My first six months as a novice Salesforce administrator / implementer were utterly terrifying. If I felt at first that I had no clue what I was doing, it was because I had no clue what I was doing! I could not even count how many times I wanted to run away and get a nice easy job. The project was so completely overwhelming that I regularly cursed myself for ever taking on the role in the first place. Yet, I persevered, and I am extremely glad that I did!

When I think of the noteworthy achievements of my life, none of them would have eventuated had I quit when things got tough.

  • I would never have earned my engineering degree at the University of Sydney – I would have quit along with the 75% of first-year students that did not graduate.
  • I would not have graduated with a degree in theology six months after a near-fatal head-on car accident.
  • I would not have planted a church from scratch and pastored that church for sixteen years while struggling with serious mental illness.
  • I would not have published a book on depression and conducted an incredible book tour across the United States.
  • I would not have succeeded at the amazing role of Business Analyst at InFusion360.
  • I would not have co-founded a Salesforce consulting business and helped win and deliver millions of dollars in transformation projects.
  • I would not have written and published a book on CRM Analytics.
  • I would not have landed my dream job as a Solution Engineer at Tableau.

I am so glad that I demonstrated grit. I would have utterly failed without it.

“Grit, in a word, is stamina. But it’s not just stamina in your effort. It’s also stamina in your direction, stamina in your interests. If you are working on different things but all of them very hard, you’re not really going to get anywhere. You’ll never become an expert.” Angela Duckworth

It is strange that we often scold our children for being stubborn, or being bad losers, when a good dose of tenacity and ambition are just what they need to succeed in life!

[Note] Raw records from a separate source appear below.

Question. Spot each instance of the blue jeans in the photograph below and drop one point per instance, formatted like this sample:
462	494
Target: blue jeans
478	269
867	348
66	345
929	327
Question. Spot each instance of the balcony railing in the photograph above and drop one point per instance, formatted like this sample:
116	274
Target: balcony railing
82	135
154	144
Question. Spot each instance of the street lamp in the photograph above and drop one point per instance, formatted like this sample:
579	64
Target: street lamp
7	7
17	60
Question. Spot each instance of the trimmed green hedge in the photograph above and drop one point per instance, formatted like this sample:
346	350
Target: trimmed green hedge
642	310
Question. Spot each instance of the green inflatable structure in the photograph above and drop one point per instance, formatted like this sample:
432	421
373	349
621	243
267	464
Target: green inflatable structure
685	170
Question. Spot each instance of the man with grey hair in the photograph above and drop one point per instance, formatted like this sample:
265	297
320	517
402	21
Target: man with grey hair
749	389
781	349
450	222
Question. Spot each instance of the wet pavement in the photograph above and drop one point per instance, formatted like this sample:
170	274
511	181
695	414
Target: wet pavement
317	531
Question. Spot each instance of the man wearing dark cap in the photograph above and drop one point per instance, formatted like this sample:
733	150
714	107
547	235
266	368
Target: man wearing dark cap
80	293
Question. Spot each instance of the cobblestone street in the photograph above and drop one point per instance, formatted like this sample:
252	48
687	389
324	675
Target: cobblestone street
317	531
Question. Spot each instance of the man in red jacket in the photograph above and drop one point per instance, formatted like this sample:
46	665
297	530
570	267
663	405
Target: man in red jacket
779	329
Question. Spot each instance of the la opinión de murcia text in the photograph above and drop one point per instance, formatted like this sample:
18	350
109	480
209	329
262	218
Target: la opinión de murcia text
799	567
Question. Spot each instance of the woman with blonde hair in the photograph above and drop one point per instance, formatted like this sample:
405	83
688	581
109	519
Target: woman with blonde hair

The Apostle Paul wrote these words to his protege, Timothy, while confined to a dark and lonely prison cell: “Endure hardship.” That is, tough it out. Don’t quit!

Martin Luther King, Jr., put it this way:

“If you can’t fly then run, if you can’t run then walk, if you can’t walk then crawl, but whatever you do you have to keep moving forward.”

I don’t know what you’re going through – but I know you must keep going!